Transmit RxJava2 Flowable over http (with non-blocking backpressure).
Status: Released to Maven Central.
- Apply non-blocking backpressure to streams over networks
- Use whatever serialization library you want (the core supports
Flowable<ByteBuffer>
) - Supports plain HTTP/HTTPS service (no firewall troubles with WebSockets)
- Uses Servlet 3.1+ asynchronous processing (by default)
<dependency>
<groupId>com.github.davidmoten</groupId>
<artifactId>rxjava2-http</artifactId>
<version>VERSION_HERE</version>
</dependency>
The servlet below exposes the Flowable.range(1, 1000)
stream across HTTP using standard java serialization:
@WebServlet(urlPatterns={"/stream"})
public class StreamServlet extends FlowableHttpServlet {
@Override
public Response respond(HttpServletRequest req) {
return Response.from(
Flowable
.range(1,1000)
.map(Serializer.javaIo()::serialize)));
}
}
The default behaviour is to schedule requests on Schedulers.io()
and to handle requests asynchronously. These aspects can be configured via other methods in the Response
builder. See Throughput section for more details.
Bear in mind that each ByteBuffer
in the server flowable will be reconstituted as is on the client side and you will want to ensure that the client can allocate byte arrays for each item. For example, mobile platforms like Android have quite low max heap sizes so that if the client is one of those platforms you will need to chunk up the data appropriately. (This may be a use-case for supporting Nested Flowables, let me know if you need it).

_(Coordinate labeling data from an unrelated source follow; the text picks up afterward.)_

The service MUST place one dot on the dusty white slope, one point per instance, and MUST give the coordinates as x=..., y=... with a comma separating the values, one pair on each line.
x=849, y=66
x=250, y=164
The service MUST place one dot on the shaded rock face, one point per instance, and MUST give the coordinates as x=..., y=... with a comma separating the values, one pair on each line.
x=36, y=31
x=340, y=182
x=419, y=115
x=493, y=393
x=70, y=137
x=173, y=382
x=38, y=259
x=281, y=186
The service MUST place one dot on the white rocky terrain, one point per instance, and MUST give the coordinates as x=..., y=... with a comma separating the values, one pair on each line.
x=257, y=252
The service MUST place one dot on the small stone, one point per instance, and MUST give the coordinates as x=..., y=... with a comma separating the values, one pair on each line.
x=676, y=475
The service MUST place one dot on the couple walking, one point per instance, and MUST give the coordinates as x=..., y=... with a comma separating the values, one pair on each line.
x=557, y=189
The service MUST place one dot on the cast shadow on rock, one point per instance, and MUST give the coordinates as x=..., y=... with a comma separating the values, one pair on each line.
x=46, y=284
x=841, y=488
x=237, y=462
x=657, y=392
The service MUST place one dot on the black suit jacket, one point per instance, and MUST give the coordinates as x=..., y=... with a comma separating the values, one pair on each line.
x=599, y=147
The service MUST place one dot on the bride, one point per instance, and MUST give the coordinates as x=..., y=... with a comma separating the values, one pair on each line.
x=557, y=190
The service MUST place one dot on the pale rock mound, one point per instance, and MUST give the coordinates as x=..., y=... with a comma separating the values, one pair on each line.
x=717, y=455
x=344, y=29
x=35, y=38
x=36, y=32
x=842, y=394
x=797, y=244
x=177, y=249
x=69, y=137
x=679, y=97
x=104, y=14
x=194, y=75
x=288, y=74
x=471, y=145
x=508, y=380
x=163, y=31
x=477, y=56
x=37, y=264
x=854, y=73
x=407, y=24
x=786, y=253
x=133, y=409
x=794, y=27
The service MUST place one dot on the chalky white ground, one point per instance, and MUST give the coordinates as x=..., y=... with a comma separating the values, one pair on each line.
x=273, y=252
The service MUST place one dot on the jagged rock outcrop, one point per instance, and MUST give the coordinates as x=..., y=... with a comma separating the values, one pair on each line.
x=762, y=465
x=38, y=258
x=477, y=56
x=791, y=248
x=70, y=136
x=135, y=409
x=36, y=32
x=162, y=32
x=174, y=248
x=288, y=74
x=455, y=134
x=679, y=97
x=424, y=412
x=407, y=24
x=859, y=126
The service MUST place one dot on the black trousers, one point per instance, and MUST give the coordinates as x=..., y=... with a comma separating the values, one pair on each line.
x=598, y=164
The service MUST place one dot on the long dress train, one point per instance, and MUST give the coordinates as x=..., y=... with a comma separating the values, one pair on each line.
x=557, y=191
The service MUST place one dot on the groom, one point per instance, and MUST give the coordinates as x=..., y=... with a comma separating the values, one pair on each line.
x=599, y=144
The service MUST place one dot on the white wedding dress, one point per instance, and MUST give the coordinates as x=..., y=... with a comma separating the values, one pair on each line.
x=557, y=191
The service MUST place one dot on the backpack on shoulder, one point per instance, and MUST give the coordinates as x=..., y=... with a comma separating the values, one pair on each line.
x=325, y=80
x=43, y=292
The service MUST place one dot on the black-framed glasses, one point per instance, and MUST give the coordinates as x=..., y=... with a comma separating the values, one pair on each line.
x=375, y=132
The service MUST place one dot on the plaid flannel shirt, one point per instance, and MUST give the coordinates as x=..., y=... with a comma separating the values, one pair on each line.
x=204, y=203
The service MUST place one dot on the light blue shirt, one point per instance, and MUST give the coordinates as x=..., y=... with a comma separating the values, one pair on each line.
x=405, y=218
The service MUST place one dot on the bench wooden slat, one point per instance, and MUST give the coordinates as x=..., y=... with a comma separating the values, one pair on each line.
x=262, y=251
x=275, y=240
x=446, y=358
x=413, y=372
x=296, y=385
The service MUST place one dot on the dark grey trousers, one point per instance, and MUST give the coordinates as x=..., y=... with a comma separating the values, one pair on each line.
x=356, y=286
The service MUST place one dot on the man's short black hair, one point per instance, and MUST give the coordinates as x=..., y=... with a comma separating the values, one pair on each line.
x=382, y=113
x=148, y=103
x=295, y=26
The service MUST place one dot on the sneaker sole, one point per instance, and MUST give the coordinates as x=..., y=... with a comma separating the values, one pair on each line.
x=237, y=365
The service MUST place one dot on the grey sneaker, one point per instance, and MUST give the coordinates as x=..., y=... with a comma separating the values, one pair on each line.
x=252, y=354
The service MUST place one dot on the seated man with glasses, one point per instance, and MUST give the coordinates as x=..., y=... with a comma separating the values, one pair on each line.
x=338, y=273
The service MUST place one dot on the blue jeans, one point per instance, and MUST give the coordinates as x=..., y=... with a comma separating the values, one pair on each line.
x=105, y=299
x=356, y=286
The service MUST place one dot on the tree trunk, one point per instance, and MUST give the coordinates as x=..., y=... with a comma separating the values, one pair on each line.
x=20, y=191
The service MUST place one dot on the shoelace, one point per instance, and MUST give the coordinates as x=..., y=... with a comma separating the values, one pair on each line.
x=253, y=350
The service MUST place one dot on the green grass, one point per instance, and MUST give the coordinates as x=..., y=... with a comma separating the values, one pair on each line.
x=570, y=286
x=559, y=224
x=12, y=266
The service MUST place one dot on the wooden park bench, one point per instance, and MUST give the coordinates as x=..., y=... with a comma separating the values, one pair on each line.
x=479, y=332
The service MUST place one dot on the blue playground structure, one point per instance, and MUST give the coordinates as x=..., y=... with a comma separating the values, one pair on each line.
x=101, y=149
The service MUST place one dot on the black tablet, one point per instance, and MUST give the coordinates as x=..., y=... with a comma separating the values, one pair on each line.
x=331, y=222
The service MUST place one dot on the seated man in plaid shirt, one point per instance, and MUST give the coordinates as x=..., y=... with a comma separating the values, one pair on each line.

Assuming the servlet above is listening on http://localhost:8080/stream
, this is how you access it over HTTP:
Flowable<Integer> numbers =
Client
.get("http://localhost:8080/stream") //HTTP GET
.deserialized(); // use standard java serialization
More client options are available. Here is an example:
Flowable<Integer> numbers =
Client
.post("https://localhost:8080/stream") // HTTP POST
.connectTimeoutMs(3000)
.readTimeoutMs(30000)
.proxy(host, port)
.sslContext(sslContext)
.transform(con -> con.setFollowRedirects(true))
.basicAuth("username", "password")
.deserializer(deserializer) // used for deserialization
.rebatchRequests(128); // necessary to enable backpressure over the network without blocking calls
Note that if you need proxy authentication as well then use System properties or set an Authenticator
:
Authenticator authenticator = new Authenticator() {
public PasswordAuthentication getPasswordAuthentication() {
return (new PasswordAuthentication("user",
"password".toCharArray()));
}
};
Authenticator.setDefault(authenticator);
The unit test ClientSslTest.java
has a round-trip test using Jetty, TLS 1.2, keystore, truststore and basic authentication. Check it out if you are having trouble.
Here's an example:
Flowable<Integer> numbers =
Client.get("https://localhost:8443")
.sslContext(sslContext)
.basicAuth(username, password)
.build();
Serializer.javaIo()
can be used to serialize classes that implement Serializable
. It is much slower than products like Kryo or indeed if you have the time, custom serialization.
To ensure backpressure is applied over the network (so operating system IO buffers don't fill and block threads) it's a good idea to request data in batches (and to request more before the buffer is exhausted to lessen the effect of request overhead):
- apply
rebatchRequests
to the client-side Flowable - rxjava2-extras has a number of request manipulating operators (
minRequest
,maxRequest
and another version ofrebatchRequests
with different features)
Note that a long running quiet source Flowable over http(s) is indistinguishable from a chopped connection (by a firewall for instance). To avoid this:
- regularly cancel and reconnect to the stream
OR
- include a heartbeat emission in the Flowable which you filter out on the client side
OR
- put a
timeout
operator on the Flowable on the client side andretry
The heartbeat option is especially good if a reconnect could mean missed emissions.
It's also a good idea to:
- put a
timeout
operator on the server Flowable in case a client leaves (or is killed) without cancelling
This goes for any server Flowable, even one that is normally of very short duration. This is because the subscription is retained in a global map until cancellation and will retain some memory. Note that under a lot of GC pressure a container may choose to destroy a servlet (and run init
again when another call to that servlet happens). In this circumstance FlowableHttpServlet
is designed to cancel all outstanding subscriptions and release the mentioned map for gc.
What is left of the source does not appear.